The World, the Flesh, and the Devil

"1. INTROD.—The whole creation travaileth.

2. All creatures must be imperfect and tend to corruption if left to themselves. All creation which we see—the visible world.

3. The visible world requires a support to its laws; they cannot support themselves.

4. And still clearer as regards separate beings. All things in fluxu et transitu.
5. Brute animal passion—but without sin—but no brute passion but exists in man.

6. Such excesses the gift of reason is to hinder and subdue; and therefore sin in not doing so.

7. But the conflict so strong that it requires the grace of God.

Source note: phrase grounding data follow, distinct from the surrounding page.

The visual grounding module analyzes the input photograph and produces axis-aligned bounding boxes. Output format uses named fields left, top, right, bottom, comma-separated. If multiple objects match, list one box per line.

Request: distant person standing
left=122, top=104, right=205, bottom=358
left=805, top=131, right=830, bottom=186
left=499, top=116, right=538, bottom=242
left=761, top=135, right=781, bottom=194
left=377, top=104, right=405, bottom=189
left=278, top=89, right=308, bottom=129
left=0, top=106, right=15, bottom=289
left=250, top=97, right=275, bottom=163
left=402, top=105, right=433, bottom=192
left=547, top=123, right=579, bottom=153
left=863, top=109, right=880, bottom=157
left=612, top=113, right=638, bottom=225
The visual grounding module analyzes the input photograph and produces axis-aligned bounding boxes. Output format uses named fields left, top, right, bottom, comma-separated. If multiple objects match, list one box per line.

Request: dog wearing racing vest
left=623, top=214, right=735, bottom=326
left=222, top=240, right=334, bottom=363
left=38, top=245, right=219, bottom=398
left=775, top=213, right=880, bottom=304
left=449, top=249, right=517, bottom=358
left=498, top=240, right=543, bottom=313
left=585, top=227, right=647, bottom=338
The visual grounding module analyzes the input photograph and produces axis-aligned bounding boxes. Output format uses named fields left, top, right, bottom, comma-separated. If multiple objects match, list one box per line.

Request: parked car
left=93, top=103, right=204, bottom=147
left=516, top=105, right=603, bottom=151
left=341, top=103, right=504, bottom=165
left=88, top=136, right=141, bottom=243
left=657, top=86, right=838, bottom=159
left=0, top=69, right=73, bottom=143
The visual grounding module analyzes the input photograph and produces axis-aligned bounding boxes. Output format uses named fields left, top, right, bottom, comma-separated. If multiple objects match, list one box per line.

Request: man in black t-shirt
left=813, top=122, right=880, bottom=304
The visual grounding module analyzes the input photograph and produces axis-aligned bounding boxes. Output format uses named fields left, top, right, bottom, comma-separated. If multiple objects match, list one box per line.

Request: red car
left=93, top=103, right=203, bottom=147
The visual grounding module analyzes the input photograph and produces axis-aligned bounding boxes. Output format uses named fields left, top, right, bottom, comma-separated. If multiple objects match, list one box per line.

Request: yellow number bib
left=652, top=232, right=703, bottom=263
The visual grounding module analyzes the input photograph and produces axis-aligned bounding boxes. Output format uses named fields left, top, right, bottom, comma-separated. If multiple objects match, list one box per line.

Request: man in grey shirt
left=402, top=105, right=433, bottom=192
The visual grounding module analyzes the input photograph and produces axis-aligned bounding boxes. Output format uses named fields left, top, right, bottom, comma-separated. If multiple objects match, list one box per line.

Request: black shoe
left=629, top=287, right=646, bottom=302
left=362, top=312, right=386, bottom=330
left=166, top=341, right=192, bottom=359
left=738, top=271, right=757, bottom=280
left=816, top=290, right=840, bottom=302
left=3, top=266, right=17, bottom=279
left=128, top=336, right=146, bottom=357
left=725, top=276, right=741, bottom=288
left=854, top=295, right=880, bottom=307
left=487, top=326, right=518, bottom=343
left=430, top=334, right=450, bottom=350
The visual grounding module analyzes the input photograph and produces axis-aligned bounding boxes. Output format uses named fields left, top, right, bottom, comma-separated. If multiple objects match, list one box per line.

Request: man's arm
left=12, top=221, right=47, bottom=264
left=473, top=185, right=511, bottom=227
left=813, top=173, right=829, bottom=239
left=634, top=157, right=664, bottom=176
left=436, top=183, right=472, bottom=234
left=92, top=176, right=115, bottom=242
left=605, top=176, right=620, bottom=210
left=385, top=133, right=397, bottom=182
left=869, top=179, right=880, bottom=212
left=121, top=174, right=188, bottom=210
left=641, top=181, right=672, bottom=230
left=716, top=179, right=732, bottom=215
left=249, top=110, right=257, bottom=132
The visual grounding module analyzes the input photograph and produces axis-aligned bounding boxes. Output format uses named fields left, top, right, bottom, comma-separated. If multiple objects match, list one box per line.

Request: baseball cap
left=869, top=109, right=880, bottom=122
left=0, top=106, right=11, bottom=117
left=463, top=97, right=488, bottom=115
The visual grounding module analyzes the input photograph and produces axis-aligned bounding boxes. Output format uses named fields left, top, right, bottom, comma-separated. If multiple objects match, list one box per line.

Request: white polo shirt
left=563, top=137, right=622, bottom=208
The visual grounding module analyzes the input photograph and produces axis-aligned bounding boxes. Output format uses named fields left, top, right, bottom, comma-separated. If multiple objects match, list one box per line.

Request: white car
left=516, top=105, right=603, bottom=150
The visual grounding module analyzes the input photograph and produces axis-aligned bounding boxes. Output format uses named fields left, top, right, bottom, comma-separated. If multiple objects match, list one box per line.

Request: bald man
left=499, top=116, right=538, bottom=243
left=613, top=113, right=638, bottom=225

8. Now we see the state to which original sin, the sin of Adam, has reduced us. It has rendered us like the brutes, because it has deprived us of grace, yet left us in sin.

9. This stripped human nature is called in Scripture the flesh —(Cain's fratricide, the flood, destruction of Sodom, state of things when our Lord came)—

10. And is our second giant enemy. Our first enemy is the devil.

11. Now trace the effects of the flesh—the growth of evil in individuals, in bodies; the power of example—encouraging each other, appealing to each other; false maxims—affecting to teach.

12. This the world, a creation of the flesh—our third great enemy.

13. Thus fallen man has to fight against three great enemies.

14. Let us never forget we are servants and soldiers of Christ, Eph. vi. 11-17."